Agir sur la morphologie des rivières, comme on le fait sur la chimie, est un angle légitime de gestion. Mais cette action doit garantir au préalable qu'elle apporte des bénéfices écologiques significatifs, ce qui n'est pas automatique, et qu'elle respecte les attentes des riverains, car la rivière recoupe de nombreuses représentations sociales et symboliques. La politique publique de continuité longitudinale a été marquée depuis le PARCE 2009 par la précipitation et la confusion: milliers d'ouvrages à aménager en très peu de temps, rivières classées et traitées à la chaîne, sous-emploi des modèles scientifiques de la recherche appliquée, solutions toutes faites sans diagnostics approfondis de bassin, chantiers à coût inaccessible aux particuliers, absence de dialogue environnemental avec les riverains. Améliorer la continuité – et, pourquoi pas, détruire certains ouvrages quand les conditions sont réunies –, c'est possible si l'on montre un certain respect de la démarche scientifique en écologie, si l'on agit là où il y a des besoins prioritaires pour des espèces menacées et, surtout, si l'on permet aux citoyens d'exprimer leurs attentes au lieu de leur imposer des options définies à l'avance. 


Connaissance

Utiliser des modèles de connectivité, pour une priorisation des besoins de circulation sur le réseau hydrographique

Analyser la dynamique fluviale, car peu de bassins ont de réels problèmes de déficit sédimentaire lié aux petits ouvrages

Mobiliser des modèles hydrologiques, car l'évolution du régime crue-étiage et de l'alimentation des nappes doit être connue sur le bassin

Recourir à des modèles climatiques, car les choix doivent être sans regret à diverses hypothèses de changement thermique et pluviométrique

Estimer l'impact biogéochimique (nutriments, polluants, carbone), car les retenues peuvent avoir des rôles positifs

Vérifier les enjeux d'espèces invasives, car la continuité les favorise aussi

Evaluer la biodiversité, car les poissons ne sont qu'une faible part du vivant d'eau douce et de rive

Prendre en compte l'histoire et la culture, car les moulins et usines à eau ont une valeur patrimoniale

Prendre en compte le paysage, car les lacs, étangs, retenues, biefs et canaux sont souvent appréciés des riverains

Analyser le potentiel énergétique de l'existant, car la transition bas-carbone inclut l'énergie hydraulique

Estimer les services rendus par les écosystèmes restaurés, car le coût public doit être justifié par des bénéfices aux citoyens


Action

Agir d'abord pour les grands migrateurs menacés, car les espèces communes, quoique mobiles, sont moins impactées

Différer l'intervention en rivières polluées, car l'action morphologique ne corrige pas un mauvais état chimique

Prioriser les seuils sans intérêt patrimonial connu, construits au XXe siècle pour des usages devenus sans objet

Envisager des solutions douces (ouvertures de vanne, rivière de contournement, passe à poissons), car elles préservent les ouvrages d'intérêt et sont plus consensuelles

Tester sur des rivières pilotes, avant de généraliser à tous les bassins

Assortir de propositions paysagères et récréatives, car les territoires veulent des rivières attractives

Garantir la solvablité économique des projets, car il ne sert à rien de proposer des chantiers impossibles en raison d'un coût privé exorbitant


Gouvernance

Prendre le temps de la réflexion et de la concertation, car le véritable horizon d'action morphologique est séculaire (et non quinquennal)

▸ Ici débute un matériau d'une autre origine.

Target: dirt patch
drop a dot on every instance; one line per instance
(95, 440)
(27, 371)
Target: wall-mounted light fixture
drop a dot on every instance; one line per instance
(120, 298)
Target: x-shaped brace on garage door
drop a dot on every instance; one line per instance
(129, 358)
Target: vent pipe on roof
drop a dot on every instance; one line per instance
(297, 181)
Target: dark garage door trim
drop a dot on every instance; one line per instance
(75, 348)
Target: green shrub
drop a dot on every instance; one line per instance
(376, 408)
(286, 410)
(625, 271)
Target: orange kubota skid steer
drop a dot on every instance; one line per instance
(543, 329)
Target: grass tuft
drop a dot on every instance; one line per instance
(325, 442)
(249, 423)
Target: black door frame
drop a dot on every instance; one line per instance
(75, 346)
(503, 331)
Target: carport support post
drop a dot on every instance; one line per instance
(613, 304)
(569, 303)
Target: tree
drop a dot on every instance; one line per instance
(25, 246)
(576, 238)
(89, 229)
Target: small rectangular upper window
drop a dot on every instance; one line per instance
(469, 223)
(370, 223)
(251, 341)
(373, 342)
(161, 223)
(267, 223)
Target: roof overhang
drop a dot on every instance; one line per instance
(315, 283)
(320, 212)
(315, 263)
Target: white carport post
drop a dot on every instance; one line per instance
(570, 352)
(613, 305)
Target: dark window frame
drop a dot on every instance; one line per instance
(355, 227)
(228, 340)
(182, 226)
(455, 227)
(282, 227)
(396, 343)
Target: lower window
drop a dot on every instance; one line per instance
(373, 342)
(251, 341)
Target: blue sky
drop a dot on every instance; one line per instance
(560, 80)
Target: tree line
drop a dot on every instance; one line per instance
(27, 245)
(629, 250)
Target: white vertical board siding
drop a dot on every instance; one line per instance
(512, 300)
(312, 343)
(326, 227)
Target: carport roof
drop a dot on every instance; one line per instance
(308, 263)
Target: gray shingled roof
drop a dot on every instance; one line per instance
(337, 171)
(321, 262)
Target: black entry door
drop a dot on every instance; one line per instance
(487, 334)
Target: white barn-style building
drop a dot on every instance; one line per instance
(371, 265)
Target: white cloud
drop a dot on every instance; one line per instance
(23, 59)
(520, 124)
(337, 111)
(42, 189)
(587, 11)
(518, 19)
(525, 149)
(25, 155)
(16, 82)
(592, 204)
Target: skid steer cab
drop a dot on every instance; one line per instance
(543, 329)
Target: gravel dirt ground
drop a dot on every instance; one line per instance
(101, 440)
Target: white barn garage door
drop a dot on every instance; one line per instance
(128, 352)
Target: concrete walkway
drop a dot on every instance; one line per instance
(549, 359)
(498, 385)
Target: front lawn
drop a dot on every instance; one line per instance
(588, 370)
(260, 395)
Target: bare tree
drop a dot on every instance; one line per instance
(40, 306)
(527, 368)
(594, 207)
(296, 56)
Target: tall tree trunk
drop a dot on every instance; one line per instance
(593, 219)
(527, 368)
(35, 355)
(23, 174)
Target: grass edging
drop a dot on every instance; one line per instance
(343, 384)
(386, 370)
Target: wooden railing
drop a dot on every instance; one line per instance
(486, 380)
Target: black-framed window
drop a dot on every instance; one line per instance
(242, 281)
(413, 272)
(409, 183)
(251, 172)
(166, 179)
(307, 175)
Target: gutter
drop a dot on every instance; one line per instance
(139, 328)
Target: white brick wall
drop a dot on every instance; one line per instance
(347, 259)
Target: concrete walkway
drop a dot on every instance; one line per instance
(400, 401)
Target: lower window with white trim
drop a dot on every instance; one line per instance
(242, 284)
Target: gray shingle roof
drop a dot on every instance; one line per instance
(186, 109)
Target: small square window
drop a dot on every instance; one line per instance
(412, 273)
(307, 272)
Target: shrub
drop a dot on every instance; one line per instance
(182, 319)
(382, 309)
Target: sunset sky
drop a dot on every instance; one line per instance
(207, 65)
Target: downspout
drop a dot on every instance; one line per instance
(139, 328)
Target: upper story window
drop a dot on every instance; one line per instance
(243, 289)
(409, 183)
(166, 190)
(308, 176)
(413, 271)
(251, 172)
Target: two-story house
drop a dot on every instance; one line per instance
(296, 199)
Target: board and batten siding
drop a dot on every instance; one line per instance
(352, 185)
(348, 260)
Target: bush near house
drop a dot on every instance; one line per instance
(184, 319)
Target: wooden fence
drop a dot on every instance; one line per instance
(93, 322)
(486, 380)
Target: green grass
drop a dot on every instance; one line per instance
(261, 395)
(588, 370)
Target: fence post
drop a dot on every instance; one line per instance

Eviter le discours de la stigmatisation, car il provoque une crispation immédiate des maîtres d'ouvrage

Préférer l'incitation à la contrainte, en commençant par les propriétaires sans intérêt pour leur ouvrage

Ecouter l'ensemble des riverains de chaque projet, car ils sont aussi concernés par leur cadre de vie et les différents usages

Donner la parole aux citoyens, car les structures actuelles (SDAGE, SAGE) sont trop fermées et peu représentatives

Débattre des enjeux locaux concrets (gains espèces, habitats), en ne se limitant pas à des généralités abstraites

Développer une culture de la rivière, car la mémoire s'en est souvent perdue sur le bassin et les connaissances sont peu diffusées

Illustration : un moulin sur le Cousin (affluent de la Cure), en zone classée liste 2. Il n'a pas d'usage autre que d'agrément, mais il est parfaitement entretenu et situé dans le périmètre d'un site protégé. Sur cette rivière comme tant d'autres, plusieurs dizaines d'ouvrages sont sans projet à date, car la seule solution correctement financée est la destruction des ouvrages au bénéfice de résultats qui ne sont pas garantis, ni même pronostiqués et proposés en débat aux citoyens. A quoi bon persister dans ces blocages observés partout? La continuité écologique doit changer de méthode, choisir des priorités justifiées par des modèles scientifiques et rechercher des solutions fondées sur la concertation. Elle doit aussi revoir ses ambitions, car l'impact réel des ouvrages modestes (seuils, chaussées)  n'est toujours pas quantifié par la recherche et la diversité biologique des rivières ne se limite pas à des espèces de poissons migratrices ou rhéophiles. La grande majorité des citoyens informés des enjeux réels des chantiers ne considèrent pas que des gains locaux et modestes justifient des mesures aussi brutales que des effacements répétés sur un maximum de sites.

08/12/2016

Quatre scientifiques s'expriment sur la continuité écologique

Nous publions les vidéos des conférences données le 23 novembre 2016 à l'Assemblée nationale par quatre experts de la gestion des milieux aquatiques. Ces scientifiques sont de formation et spécialisation diverses (géographie et morphologie, hydrobiologie, sociologie), ils ont abondamment publié, enseigné et/ou travaillé sur l'écologie des rivières, ils sont membres pour certains des conseils scientifiques des Agences de l'eau. Il s'agit donc d'une critique interne de certains dysfonctionnements de la politique publique de la rivière.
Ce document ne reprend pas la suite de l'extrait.